Goodbye Disqus, Hello utteranc.es

May 29, 2022

¡Hola! Welcome to another blog post!

In this one, we’ll be talking about moving away from Disqus as the commenting platform on this blog.

This is a task that’s been on my “to-do” list for over 1 year, with the inspiration being this blog post by Supun Kavinda - Disqus, the dark commenting system.

Yes, super ominous title, but at the same time, it made me really think about what kind of privacy options I’d want when visiting a website.

While that blog post was also intended to promote an alternative solution (Hyvor Talk), it brought up some really good points about what the experience of a visitor on the website is.

Specifically:

How much do you value the privacy of the folks coming to your blog?
How much do you value how fast your site loads?

After reviewing a few options:

Hyvor Talk - Paid, with tiers
Commento - Paid; self-hosting option; open-source
Talkyard - Paid; self-hosting option; open-source
Utteranc.es - Free using GitHub Issues; open-source

I ultimately decided to go with Utteranc.es; it was the cheapest (in terms of time & money) to set up, and since the blog is also hosted on GitHub Pages, it made sense to leverage GitHub Issues for comments as well!

Of course Hyvor Talk, Commento & Talkyard provide way more advanced features, and would definitely recommend them for scenarios where there’s a lot more conversation happening, and owners require more tools (such as moderation, spam filtering, voting, etc).

However, for this blog, there isn’t usually much activity, and Utteranc.es fits the bill perfectly! (I only hope that the lack of activity wasn’t due to usage of Disqus… we’ll see).

How Does It Work?

Utteranc.es (don’t you just love clever usage of TLDs!) works as a GitHub App with access to the “Issues” section of your chosen public repository.

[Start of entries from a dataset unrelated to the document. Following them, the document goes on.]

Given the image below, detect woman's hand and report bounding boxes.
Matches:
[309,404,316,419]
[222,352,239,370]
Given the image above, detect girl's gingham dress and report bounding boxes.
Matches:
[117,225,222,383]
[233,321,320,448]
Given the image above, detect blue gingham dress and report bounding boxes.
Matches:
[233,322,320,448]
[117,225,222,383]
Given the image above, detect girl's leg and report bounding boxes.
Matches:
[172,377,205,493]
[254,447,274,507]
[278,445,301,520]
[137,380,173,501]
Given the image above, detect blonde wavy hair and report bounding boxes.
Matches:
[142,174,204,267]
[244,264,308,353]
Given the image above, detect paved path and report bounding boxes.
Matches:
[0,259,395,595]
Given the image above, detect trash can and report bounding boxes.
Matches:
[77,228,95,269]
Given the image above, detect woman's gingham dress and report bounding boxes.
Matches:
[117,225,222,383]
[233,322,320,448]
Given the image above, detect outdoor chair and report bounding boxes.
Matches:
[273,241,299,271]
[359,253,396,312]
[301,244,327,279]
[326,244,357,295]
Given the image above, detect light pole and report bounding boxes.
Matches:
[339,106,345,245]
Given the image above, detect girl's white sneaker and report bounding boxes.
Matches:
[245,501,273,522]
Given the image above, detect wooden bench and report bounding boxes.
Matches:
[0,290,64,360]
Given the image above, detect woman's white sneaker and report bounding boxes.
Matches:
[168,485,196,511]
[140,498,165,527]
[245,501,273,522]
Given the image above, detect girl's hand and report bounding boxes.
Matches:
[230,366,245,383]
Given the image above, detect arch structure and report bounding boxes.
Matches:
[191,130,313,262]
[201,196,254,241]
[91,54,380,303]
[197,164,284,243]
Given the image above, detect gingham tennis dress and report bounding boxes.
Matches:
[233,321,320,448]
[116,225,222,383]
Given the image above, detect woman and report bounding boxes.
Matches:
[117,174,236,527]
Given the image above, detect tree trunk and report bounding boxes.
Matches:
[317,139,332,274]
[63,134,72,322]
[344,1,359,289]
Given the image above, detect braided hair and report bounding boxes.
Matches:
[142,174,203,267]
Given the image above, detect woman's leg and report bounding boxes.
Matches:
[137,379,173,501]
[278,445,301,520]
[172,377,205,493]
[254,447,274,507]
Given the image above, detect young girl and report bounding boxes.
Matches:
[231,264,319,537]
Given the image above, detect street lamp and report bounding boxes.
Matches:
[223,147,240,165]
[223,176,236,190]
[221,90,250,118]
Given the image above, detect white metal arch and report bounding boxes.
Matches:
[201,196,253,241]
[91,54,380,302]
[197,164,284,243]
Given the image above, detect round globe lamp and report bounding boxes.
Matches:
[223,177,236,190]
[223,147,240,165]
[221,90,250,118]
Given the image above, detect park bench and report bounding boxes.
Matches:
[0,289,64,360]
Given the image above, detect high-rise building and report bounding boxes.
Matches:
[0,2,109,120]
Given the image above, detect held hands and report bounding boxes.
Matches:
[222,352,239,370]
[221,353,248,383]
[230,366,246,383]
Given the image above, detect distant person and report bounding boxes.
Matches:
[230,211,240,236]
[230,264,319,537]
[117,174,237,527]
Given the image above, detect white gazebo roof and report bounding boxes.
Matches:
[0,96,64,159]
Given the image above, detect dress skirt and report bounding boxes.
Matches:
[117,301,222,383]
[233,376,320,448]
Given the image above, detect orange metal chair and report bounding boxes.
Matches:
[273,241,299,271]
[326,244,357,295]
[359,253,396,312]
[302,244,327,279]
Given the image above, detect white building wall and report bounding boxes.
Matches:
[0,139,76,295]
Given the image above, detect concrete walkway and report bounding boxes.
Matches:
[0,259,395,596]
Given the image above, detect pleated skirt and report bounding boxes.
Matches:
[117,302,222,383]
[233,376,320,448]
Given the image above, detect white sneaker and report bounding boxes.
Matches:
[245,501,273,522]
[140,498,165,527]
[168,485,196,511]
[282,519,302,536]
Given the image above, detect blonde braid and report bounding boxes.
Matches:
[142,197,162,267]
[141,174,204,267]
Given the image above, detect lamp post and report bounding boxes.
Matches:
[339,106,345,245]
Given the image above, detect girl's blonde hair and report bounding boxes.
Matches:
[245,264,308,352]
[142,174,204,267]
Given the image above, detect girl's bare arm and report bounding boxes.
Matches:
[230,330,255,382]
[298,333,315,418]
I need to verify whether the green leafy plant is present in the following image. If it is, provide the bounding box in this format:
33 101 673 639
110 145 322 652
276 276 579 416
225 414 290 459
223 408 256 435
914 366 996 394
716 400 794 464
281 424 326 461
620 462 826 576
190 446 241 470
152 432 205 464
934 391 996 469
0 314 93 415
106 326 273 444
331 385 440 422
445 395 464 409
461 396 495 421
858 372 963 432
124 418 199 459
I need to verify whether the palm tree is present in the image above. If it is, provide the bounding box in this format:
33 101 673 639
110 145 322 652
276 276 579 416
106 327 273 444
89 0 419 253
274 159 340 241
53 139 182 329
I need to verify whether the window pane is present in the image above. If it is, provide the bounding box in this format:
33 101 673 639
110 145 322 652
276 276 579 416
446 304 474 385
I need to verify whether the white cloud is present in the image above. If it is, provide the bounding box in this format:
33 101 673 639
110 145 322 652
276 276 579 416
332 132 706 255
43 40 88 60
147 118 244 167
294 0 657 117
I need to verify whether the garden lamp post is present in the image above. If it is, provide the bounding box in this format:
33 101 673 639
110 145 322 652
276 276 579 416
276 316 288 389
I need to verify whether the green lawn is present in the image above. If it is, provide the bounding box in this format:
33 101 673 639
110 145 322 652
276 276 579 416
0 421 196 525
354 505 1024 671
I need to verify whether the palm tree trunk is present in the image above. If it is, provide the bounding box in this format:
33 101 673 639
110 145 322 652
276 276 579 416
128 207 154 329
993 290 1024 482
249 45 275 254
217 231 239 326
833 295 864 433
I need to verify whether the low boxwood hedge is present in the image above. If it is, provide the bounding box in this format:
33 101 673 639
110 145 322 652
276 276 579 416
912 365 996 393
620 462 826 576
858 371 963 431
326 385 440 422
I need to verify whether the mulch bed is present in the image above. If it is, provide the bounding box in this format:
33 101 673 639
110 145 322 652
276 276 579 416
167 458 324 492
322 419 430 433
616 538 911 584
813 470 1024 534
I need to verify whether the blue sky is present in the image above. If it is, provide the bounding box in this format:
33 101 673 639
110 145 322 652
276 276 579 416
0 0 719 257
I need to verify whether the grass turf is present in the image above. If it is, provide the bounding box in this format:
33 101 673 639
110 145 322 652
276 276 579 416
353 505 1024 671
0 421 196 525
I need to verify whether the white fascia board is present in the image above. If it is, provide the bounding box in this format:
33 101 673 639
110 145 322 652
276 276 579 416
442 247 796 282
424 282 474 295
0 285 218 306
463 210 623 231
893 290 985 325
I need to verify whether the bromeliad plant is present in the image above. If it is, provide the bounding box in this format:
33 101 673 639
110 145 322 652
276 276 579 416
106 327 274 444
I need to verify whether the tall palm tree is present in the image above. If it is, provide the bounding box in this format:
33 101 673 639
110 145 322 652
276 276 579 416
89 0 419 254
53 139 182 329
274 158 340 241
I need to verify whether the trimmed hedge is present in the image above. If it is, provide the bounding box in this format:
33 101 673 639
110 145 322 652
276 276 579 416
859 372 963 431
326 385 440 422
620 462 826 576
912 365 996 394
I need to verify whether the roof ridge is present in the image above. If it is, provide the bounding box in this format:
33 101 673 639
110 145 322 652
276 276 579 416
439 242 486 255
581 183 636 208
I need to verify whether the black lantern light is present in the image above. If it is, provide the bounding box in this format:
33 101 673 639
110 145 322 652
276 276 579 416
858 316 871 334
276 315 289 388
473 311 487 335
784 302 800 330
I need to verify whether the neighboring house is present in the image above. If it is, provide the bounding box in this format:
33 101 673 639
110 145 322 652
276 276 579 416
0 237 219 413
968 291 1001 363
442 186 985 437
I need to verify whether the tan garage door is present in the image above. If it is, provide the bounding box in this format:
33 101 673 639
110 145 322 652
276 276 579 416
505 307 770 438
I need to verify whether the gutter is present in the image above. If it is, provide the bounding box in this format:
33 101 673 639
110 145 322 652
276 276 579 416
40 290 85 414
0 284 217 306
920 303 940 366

Once you install it and hook it up to your repo, you add a small piece of code to your blog’s template, and it will show up where you set it up within your blog.

Utterances Location on Blog

The main limitation is that for someone to comment, they need to have a GitHub account. Once they sign in and authorize the app, any comment added shows up as a GitHub issue on the repository you selected.

It also provides theming options for what the comments will look like, all built using GitHub’s Primer for styling.

Utterances Theme Options

My favourite is “Preferred Color Scheme”, which adapts to whatever is set on your system - let the user choose 🙌🏽.

There’s also an option to set a GitHub Issues label that will automatically be added to issues created via the app, which makes it easy to distinguish comments from the blog vs. other issues raised on the repository.

Utterances Blog Label

Finally, you can choose how you want issues on the repository to get mapped to the blog posts.

This ensures that all comments from a particular post get added to the same issue.

For this blog, I opted to go with the Open Graph title meta: og:title, since it was already existent on my blog - I only have to make sure that doesn’t change often.

Utterances Comments to Blog Post Mapping

And that is it! This set up took me less than 10 minutes to finalize, and I could add comments immediately!

Migrating Comments From Disqus

With utteranc.es set up, the next step was moving over comments on existing posts from Disqus and into utteranc.es.

Hello (mini) data migration!

If we were to think of this as an ETL pipeline, this is what it would look like (and no, this wasn’t only an excuse to use the ExcaliDraw plugin in Obsidian 😅):

Comments Migration ETL Flow

Let’s explore each phase.

Extract

The Extract phase of the pipeline is where we typically fetch the data we want to work with. In this case, the data was the original set of comments on Disqus.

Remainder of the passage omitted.